And then almost imperceptibly the fabric colors faded. My friend and Village Fabrics store owner Nicole Asselin gently encouraged me to look at other dye materials – regaling me with stories about fabric found in the tombs of Egypt that still hold their color. I held out – I learned her method of dying fabric to help the dye adhere to the cotton muslin I’m using for the 100 Blouses project. The steps are no joke – the process of steeping the fabric in the dye is a small part of nearly a day’s worth of  steps to prepare the fabric to receive the dye and then to make sure that the dye penetrates the fabric. 

At Nicole’s recommendation I purchased The Art and Science of Natural Dyes by Joy Boutrup and Catharine Ellis and found myself pouring over the pages. Asking questions, seeking answers. And then trying things out. I sought a vibrant, reliable, colorfast (holds up against washing, exposure to light etc.) natural dye that would mimic the elusive dusty rose color I once achieved – fleetingly –with an avocado bath. The owners of Village Fabrics sent me home with various dyes to try and instructions on the dye stuffs that would likely yield my desired hue: madder root and cutch (from the madder plant and the acacia tree respectively).

And so I found myself totally worn out on a Sunday evening, the date of my photoshoot fast approaching, whereby I need in hand a dyed, cut and sewn blouse in a color that would delight and flatter my clients. Instead, I held in my hands a couple of yards of light brown, washed-out looking fabric. And so I weight my options: I could try another batch of the avocado dye or I could try something new – knowing full well the people rarely succeed on the first try and yet I had to in order to be ready for the photoshoot. So I combed my natural dying textbook for all the relevant information about these two dye stuffs, how much I should use and the accompanying materials and took a leap. When you learn about dying its intricacies from the water to the materials you use to prepare the fabric, or the fabric itself, or the temperature of the baths – success was by no means a given. And yet – I pulled the fabric out of a deep red liquid and I had a sense that I had nailed it. A warm, rich, uniformly dyed dusty rose is what I had in my hands. And I had plenty of time to admire it spending hours meticulously cutting it. 
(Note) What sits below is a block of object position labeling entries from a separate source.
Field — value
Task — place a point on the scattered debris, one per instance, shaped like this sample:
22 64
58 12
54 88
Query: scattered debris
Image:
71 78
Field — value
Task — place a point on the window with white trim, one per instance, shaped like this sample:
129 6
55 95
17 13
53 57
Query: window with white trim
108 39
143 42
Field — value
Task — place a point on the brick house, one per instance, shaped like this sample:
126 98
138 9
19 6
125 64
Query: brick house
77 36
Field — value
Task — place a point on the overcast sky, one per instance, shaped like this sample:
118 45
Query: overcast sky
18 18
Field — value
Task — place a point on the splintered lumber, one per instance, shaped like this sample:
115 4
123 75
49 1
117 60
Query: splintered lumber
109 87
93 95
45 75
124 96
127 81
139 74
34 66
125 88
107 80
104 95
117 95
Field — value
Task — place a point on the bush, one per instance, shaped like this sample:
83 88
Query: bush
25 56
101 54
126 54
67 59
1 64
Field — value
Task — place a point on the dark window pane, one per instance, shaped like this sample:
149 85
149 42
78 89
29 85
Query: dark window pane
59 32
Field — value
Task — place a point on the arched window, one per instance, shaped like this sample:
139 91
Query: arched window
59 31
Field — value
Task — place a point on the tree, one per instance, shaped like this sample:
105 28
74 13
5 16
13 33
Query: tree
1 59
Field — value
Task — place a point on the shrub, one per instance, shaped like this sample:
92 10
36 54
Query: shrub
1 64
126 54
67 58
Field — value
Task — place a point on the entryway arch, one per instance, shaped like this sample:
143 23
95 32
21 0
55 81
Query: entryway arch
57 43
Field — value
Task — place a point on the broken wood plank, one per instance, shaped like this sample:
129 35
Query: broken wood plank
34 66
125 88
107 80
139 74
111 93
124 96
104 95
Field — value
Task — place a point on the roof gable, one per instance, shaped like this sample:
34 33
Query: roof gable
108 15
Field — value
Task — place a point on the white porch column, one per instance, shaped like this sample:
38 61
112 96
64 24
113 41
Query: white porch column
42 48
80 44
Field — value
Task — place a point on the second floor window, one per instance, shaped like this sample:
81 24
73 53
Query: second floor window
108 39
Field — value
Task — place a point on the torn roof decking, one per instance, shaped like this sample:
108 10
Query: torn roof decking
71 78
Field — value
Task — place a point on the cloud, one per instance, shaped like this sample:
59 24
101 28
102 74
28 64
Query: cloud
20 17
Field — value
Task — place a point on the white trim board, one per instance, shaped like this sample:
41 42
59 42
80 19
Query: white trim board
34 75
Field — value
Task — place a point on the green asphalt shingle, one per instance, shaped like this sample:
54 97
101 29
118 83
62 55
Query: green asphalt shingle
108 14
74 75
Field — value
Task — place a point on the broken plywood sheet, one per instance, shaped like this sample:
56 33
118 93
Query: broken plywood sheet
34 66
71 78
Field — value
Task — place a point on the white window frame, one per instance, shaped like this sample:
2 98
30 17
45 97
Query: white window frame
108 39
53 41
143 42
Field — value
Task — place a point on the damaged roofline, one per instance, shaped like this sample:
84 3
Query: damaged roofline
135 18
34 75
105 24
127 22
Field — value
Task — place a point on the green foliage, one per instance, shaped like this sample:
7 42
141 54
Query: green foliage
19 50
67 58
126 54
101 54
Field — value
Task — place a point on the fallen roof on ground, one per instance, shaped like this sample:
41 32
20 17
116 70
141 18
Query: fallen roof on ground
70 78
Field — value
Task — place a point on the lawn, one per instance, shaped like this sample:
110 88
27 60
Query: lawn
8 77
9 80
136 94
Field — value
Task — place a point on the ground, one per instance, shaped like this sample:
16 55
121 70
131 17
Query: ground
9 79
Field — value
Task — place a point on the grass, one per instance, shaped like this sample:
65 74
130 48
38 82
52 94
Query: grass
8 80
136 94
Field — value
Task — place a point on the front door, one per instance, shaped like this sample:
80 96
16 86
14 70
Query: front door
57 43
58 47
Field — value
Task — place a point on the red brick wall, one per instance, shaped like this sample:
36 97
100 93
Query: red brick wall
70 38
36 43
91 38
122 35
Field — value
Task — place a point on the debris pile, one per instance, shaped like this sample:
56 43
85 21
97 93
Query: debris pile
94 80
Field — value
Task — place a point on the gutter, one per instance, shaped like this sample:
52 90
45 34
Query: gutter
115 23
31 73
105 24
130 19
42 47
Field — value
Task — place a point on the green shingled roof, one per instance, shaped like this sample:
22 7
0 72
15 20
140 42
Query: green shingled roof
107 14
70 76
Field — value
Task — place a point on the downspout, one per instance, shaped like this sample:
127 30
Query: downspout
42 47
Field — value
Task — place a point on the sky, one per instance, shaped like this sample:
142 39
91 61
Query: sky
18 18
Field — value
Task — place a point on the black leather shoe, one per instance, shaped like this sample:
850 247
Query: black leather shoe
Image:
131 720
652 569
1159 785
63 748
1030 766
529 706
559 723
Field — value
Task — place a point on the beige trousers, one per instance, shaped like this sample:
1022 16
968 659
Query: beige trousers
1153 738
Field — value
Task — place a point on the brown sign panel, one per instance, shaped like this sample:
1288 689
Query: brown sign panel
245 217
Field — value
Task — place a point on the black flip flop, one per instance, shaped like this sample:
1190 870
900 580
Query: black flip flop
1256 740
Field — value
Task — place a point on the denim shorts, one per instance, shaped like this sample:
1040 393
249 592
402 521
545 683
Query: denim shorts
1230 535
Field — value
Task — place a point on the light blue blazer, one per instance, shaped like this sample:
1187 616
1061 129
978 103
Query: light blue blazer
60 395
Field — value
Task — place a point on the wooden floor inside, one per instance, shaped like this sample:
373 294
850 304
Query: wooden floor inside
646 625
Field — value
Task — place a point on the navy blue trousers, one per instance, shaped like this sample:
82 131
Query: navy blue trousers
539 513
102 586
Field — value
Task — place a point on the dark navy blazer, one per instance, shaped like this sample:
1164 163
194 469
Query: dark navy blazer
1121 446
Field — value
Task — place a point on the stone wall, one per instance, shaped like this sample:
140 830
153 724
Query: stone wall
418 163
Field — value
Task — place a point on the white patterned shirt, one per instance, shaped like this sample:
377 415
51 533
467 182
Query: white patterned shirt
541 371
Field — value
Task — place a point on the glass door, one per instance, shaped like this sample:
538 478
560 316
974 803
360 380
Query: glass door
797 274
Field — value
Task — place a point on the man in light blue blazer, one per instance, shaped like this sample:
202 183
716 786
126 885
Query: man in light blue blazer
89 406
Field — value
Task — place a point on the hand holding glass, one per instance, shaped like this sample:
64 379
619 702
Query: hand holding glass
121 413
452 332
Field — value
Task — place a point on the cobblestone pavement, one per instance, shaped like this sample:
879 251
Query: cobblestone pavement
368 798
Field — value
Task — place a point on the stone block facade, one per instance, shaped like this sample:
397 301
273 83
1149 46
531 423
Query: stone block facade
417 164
And now it is out of my hands with the tailor who will transform it into a beautiful garment out of a pattern I poured more than a year into. I have been thinking about how we can prepare and prepare and then sometimes we are forced to take a leap. We are forced to try something new, and we are forced to have faith. These past weeks have been a dance back and forth – preparing and then taking leaps. It is often hard to know which situation calls for which type of action. However, the proof is in the work – a beautiful, soft, vibrantly colored fabric to complement my design made sweeter by the intensity of the work that went into it –and accompanied by a treasure trove of lessons about preparing and letting go, again and again and again.